The actors also have a huge amount of latitude with line delivery. Theater is like classical music in that all the lines are composed. But a theater actor I think has a lot more latitude than orchestra musicians do. An actor might deliver the same line either loudly or softly. Classical musicians can't go that far with a piece. One line stood out for me as an example. In the movie version of the play, Ralph Richardson delivers the line that James Tyrone says before each meal -- "I'm hungry as a hunter!" -- with much aplomb like he's still a stage actor, and with an enthusiasm that belies the pain swirling around the family. Gabriel Byrne delivers the line like he wants to be enthusiastic about saying it, but it ends up hurried and flat as it comes out of his mouth. Many other lines in the play, especially lines that had the characters unwittingly revealing their blindness to their own weaknesses, were delivered so that the audience laughed. The same lines could have been delivered so that the audience would squirm in silence. It must be fun for the actors and director to decide on the tone and timbre of each line. The play runs 3 hours and 45 minutes, so that's a lot of lines to make decisions about! What a feat!

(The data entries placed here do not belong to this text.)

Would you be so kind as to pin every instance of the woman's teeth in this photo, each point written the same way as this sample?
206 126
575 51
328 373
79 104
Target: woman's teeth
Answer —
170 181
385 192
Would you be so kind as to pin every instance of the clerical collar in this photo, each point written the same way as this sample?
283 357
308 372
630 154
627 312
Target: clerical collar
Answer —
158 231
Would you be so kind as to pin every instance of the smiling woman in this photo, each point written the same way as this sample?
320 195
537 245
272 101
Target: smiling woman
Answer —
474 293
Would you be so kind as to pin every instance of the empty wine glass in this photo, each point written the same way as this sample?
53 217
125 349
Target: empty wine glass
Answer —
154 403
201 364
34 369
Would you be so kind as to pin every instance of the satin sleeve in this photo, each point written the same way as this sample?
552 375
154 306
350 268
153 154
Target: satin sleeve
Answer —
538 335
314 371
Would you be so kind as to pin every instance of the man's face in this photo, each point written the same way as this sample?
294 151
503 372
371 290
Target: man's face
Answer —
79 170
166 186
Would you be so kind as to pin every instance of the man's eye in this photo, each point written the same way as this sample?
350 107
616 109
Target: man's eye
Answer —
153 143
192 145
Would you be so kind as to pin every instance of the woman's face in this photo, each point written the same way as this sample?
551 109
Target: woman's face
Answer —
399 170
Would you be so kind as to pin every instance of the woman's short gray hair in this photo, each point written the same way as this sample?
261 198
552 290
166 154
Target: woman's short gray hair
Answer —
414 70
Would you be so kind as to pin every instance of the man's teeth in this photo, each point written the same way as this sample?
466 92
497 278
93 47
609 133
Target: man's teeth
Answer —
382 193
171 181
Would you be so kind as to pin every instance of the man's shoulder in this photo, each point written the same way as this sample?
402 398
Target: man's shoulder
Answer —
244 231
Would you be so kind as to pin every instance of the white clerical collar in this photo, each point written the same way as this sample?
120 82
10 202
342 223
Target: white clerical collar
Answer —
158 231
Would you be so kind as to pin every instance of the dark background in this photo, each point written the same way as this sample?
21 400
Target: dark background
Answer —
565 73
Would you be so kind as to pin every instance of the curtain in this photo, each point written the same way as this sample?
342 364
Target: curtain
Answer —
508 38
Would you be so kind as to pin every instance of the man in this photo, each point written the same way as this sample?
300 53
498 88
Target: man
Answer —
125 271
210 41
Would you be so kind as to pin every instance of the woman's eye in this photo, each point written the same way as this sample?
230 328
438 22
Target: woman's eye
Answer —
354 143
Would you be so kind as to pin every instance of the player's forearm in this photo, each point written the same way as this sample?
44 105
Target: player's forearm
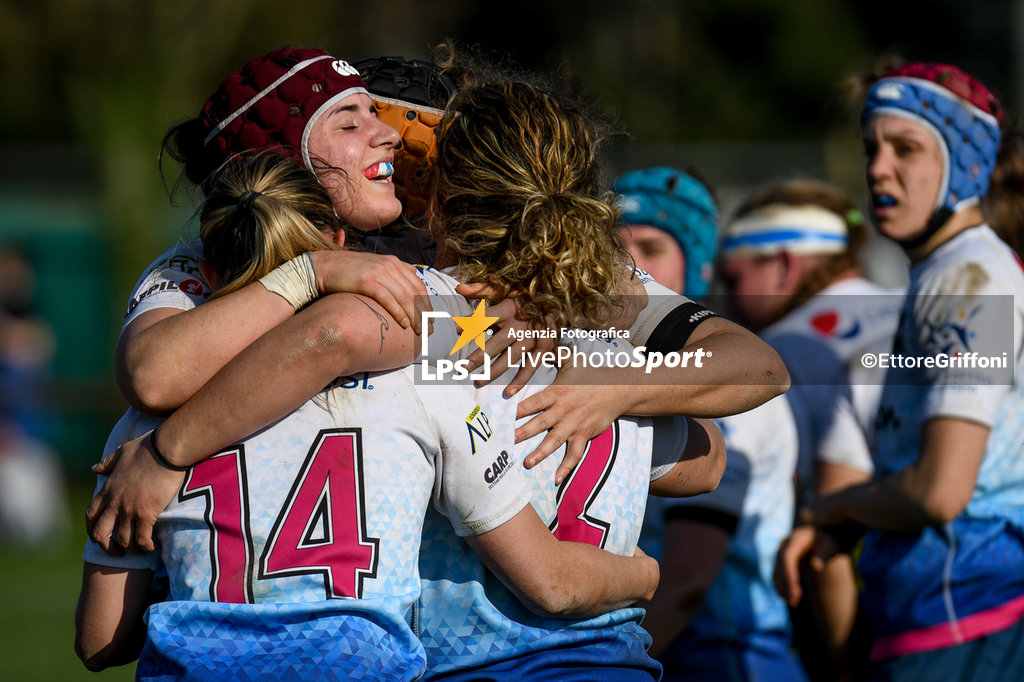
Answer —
725 374
699 468
670 612
895 503
161 366
337 336
589 582
109 627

The play revolves around Mary's morphine addiction and Edmund's life-threatening disease of "consumption." The fog that rolls in and out of the bay serves as metaphor both for Mary's addiction and the fog of denial that the family members mostly walk around in. Throughout the play the characters would swing back and forth between affection and hatred for one another. This seemed to me like the waves that wash up on the shore and then recede in a never-ending pattern. My friend said the emotions were like the swans that continually enter and exit the stage in Swan Lake. Did the characters repeat themselves? Yes, they did. But so do we, don't we? And each time the characters would bring up the old allegations and resentments and justifications the scenes would have new dimensions to them, just like the repetition of motifs in musical composition.

Creating such a powerful and seamless rendition of a play such as "Long Day's Journey," so intricate and long and wrenching, must take a huge amount of effort and commitment. Byrne and Lange likely don't need the money, so it must be that theater means a lot to them as actors. In fact, I would guess it means everything to them.